Which ruled out, for example, the incongruous idea of a picnic on the beach. “At what time?” would have been their first concern, in complete contradiction with the very principle of an impromptu supper. And never mind trying to fob them off with the likes of, “Don’t worry, we’ll take care of everything,” because they would have felt obliged to leave the picnic spot spick-and-span and wash our dirty dishes before going to bed. Not to mention that having to lug down to the beach all the items indispensable in their eyes to a proper meal—the silver salt cellars, water tumblers, wine and champagne glasses, finger bowls, and other impedimenta—would have taken them forever and proved much more exhausting than serving us at the table, even from heavy platters while bundled up in the most uncomfortable outfits in the world. Besides which, the caretaker would have had to wait until it was all over before turning on the outside alarm.

So Marie and I had taken to giving the staff the evening off on those occasions, pretending that we were
dining out at a restaurant or in the home of some friends. We’d hide somewhere in the house until everyone went off duty, and as soon as they sat down to supper in their dining room, we’d sneak off somewhere to quietly eat the sandwiches or pizza we’d discreetly bought in town (since we couldn’t raid the kitchen), taking care afterward to dispose secretly of the wrappers that might have betrayed us the next day.
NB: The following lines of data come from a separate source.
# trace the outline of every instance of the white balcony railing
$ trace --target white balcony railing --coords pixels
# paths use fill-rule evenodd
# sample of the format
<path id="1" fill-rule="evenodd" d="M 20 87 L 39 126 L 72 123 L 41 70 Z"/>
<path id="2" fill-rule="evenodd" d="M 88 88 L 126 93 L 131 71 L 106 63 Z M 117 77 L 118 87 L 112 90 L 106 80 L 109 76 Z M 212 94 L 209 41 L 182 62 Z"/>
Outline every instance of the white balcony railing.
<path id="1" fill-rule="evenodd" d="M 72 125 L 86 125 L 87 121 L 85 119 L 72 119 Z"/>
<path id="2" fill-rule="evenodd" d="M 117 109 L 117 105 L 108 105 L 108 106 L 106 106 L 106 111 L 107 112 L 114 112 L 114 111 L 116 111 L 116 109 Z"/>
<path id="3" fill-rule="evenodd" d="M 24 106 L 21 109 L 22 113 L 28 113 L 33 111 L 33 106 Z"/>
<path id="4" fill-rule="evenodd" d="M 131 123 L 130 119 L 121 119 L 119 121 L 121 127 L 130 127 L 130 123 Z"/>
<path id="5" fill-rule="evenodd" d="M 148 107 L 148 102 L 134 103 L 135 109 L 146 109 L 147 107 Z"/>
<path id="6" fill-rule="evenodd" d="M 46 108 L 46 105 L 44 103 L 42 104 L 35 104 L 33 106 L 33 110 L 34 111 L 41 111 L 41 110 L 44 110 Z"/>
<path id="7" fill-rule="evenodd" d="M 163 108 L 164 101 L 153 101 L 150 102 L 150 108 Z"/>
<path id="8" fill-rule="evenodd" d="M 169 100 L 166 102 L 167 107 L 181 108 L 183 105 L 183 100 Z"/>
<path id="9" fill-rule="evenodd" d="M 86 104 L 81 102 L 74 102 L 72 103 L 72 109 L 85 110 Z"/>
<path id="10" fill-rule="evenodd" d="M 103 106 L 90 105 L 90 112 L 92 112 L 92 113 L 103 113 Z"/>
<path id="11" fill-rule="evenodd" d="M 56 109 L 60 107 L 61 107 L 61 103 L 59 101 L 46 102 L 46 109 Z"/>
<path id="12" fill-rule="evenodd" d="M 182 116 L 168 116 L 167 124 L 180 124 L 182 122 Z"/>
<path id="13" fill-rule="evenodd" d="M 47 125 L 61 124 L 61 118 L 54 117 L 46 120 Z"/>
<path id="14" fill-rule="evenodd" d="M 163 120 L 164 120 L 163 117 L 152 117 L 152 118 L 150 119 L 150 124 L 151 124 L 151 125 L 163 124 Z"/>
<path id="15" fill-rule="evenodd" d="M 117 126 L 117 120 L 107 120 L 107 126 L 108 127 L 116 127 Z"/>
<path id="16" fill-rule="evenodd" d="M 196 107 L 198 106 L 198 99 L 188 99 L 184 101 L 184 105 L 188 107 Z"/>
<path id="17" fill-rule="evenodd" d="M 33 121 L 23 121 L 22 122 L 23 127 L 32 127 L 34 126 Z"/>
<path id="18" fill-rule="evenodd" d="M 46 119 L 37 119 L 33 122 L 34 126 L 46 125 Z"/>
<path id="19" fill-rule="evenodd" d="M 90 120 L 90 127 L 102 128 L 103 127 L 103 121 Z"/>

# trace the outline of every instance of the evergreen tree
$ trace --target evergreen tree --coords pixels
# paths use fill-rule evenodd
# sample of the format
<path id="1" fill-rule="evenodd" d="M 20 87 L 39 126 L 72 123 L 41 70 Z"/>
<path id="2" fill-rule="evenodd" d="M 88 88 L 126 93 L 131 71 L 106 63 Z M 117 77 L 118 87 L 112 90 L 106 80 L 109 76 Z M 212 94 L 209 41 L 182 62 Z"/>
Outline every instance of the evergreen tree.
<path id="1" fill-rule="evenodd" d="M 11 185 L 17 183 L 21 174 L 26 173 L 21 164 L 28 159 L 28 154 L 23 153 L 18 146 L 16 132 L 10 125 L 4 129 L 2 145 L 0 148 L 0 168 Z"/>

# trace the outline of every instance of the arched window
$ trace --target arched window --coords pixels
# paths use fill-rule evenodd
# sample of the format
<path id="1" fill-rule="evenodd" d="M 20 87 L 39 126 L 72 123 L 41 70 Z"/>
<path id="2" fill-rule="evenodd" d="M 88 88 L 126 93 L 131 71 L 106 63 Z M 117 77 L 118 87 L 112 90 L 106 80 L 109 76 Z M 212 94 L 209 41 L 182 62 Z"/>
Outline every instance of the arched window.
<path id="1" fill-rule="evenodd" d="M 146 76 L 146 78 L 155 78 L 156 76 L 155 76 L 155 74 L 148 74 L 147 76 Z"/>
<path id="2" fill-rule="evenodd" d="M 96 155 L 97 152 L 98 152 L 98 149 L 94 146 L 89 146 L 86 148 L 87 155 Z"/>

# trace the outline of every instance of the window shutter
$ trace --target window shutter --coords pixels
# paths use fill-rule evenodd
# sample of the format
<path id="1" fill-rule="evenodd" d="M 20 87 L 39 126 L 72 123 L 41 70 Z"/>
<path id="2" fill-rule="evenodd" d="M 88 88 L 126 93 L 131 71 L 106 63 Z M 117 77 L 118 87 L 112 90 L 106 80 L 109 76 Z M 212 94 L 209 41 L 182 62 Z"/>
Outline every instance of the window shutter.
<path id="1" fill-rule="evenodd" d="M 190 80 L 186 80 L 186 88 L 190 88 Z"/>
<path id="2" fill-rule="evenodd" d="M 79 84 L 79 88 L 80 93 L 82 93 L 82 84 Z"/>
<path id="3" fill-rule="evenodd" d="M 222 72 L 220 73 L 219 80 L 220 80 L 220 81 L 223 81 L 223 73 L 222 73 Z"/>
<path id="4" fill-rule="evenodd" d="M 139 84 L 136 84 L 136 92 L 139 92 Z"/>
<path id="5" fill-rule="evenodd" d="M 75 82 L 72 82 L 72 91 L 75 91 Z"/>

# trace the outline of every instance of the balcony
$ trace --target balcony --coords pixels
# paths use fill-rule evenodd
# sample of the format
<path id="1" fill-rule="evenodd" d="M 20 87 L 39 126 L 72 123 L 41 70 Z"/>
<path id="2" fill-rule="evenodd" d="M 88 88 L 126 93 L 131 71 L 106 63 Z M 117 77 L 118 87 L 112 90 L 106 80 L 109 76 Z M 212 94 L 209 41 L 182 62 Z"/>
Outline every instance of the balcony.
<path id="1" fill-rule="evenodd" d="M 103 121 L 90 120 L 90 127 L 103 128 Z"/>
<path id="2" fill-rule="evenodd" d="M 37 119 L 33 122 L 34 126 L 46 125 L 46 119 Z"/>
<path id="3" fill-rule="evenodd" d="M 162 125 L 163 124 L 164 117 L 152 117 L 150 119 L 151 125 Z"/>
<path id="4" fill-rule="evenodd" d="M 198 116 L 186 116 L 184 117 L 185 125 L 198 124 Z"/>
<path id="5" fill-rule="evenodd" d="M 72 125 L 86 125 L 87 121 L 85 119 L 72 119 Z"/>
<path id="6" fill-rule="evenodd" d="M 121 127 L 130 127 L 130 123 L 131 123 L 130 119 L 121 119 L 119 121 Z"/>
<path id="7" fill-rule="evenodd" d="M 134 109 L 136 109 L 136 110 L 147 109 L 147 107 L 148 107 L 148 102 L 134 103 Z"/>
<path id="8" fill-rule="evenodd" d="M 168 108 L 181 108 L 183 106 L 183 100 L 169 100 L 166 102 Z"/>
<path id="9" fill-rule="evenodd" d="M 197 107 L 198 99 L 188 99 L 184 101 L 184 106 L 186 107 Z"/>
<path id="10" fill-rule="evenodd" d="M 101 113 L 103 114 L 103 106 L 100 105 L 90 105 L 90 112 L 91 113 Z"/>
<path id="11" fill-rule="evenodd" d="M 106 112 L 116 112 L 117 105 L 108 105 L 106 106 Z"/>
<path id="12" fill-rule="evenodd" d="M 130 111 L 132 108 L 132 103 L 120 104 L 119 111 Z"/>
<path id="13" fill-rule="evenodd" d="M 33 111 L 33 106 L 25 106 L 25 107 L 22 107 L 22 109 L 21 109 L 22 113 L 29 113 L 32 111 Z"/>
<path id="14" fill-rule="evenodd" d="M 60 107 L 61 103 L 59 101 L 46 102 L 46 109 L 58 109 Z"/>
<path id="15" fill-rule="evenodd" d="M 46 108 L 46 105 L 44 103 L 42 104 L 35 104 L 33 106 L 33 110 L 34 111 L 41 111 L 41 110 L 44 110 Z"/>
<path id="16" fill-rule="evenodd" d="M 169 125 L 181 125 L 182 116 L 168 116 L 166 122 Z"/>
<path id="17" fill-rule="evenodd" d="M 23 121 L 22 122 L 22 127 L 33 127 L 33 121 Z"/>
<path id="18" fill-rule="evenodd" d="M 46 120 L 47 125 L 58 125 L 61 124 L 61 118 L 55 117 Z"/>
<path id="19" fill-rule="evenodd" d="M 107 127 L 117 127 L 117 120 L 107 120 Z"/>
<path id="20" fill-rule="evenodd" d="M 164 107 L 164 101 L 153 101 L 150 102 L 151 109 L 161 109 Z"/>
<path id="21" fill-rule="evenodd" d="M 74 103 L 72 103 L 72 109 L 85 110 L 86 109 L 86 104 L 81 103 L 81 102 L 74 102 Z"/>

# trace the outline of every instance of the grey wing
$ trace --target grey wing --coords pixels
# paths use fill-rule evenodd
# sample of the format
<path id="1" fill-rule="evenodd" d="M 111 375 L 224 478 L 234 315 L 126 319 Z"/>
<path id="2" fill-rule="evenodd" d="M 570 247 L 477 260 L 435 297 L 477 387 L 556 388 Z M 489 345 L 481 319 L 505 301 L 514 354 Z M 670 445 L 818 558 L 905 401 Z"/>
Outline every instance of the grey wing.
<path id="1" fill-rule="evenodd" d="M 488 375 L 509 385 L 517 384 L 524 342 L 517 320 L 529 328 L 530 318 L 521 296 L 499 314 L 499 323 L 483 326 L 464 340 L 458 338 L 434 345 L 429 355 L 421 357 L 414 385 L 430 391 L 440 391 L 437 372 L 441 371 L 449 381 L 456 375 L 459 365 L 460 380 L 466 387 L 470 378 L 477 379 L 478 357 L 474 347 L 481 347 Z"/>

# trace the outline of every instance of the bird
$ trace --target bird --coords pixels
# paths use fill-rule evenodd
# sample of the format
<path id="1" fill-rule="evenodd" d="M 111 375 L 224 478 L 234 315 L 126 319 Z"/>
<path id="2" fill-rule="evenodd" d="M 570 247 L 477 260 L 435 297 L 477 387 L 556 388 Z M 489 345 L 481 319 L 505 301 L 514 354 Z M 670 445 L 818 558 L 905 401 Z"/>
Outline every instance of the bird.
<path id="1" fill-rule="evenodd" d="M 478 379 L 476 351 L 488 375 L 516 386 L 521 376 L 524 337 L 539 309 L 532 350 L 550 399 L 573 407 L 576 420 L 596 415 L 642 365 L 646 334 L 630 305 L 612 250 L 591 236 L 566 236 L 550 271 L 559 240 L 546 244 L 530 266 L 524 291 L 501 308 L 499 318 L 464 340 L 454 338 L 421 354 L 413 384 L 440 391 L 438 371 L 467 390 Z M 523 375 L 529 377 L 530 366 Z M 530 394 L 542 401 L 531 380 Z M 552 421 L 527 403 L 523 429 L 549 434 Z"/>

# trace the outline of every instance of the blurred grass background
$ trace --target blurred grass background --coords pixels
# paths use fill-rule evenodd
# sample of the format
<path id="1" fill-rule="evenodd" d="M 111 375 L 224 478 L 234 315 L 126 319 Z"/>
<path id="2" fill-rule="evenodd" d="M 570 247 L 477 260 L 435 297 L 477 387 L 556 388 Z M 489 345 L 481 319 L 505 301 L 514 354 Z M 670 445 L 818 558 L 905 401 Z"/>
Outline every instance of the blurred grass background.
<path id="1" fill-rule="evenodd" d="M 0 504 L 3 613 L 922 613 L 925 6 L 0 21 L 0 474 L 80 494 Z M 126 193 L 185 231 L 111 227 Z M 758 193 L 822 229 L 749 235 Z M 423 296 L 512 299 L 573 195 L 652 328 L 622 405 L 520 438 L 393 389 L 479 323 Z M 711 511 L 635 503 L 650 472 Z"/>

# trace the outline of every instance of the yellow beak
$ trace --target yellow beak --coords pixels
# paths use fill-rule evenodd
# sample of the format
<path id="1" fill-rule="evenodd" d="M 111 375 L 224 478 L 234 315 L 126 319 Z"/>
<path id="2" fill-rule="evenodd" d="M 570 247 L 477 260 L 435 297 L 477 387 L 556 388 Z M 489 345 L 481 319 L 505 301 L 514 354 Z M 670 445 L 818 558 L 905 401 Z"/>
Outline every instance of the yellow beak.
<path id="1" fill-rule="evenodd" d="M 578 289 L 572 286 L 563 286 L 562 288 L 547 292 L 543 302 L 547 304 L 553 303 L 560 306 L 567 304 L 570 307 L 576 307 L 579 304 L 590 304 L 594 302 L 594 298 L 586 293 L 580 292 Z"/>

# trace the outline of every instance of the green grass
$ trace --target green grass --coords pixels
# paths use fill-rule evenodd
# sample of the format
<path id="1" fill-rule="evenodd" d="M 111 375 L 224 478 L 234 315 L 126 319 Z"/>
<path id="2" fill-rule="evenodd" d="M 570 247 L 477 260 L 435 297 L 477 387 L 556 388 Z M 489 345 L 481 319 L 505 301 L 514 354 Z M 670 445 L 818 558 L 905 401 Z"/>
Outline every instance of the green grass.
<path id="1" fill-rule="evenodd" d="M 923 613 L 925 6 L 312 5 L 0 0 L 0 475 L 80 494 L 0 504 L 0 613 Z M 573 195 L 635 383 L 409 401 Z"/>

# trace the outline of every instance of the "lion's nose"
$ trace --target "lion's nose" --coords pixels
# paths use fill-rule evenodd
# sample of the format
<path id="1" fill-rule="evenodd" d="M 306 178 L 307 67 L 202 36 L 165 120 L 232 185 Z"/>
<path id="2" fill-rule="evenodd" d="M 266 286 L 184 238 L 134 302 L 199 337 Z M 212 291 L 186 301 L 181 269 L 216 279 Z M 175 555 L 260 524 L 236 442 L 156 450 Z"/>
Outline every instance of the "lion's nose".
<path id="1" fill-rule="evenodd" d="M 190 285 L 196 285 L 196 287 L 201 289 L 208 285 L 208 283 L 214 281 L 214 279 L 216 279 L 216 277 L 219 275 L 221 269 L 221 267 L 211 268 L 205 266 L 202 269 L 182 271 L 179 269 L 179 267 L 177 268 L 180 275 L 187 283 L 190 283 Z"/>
We censored our conversation as well, hesitating, for example, to discuss homosexuality in front of a butler with a preference for men, and avoiding any talk of money save through allusions, so as not to shock or wound employees whose income was in no way comparable to ours. When describing a millionaire, we’d simply say, “He has a lot of money,” and leave it at that. Whenever possible we minimized the attributes of wealth, so if someone said, “He had a lovely house” or “It’s a handsome picture,” you could be sure the item in question was a castle, a palace, or a priceless masterpiece.

In the same way, we found it unimaginable, living as we did under the constant observation of our staff, to squabble
en famille
, gobble our food, or get drunk. Asking for a second go-round of the cheese platter or another drop of wine was actually so awkward that we only rarely indulged such whims—even if it meant waiting,
when the wine was exceptional, for the servants to head back to the kitchen so we could jump up and quickly serve ourselves on the sly from the bottle sitting on the dining room sideboard.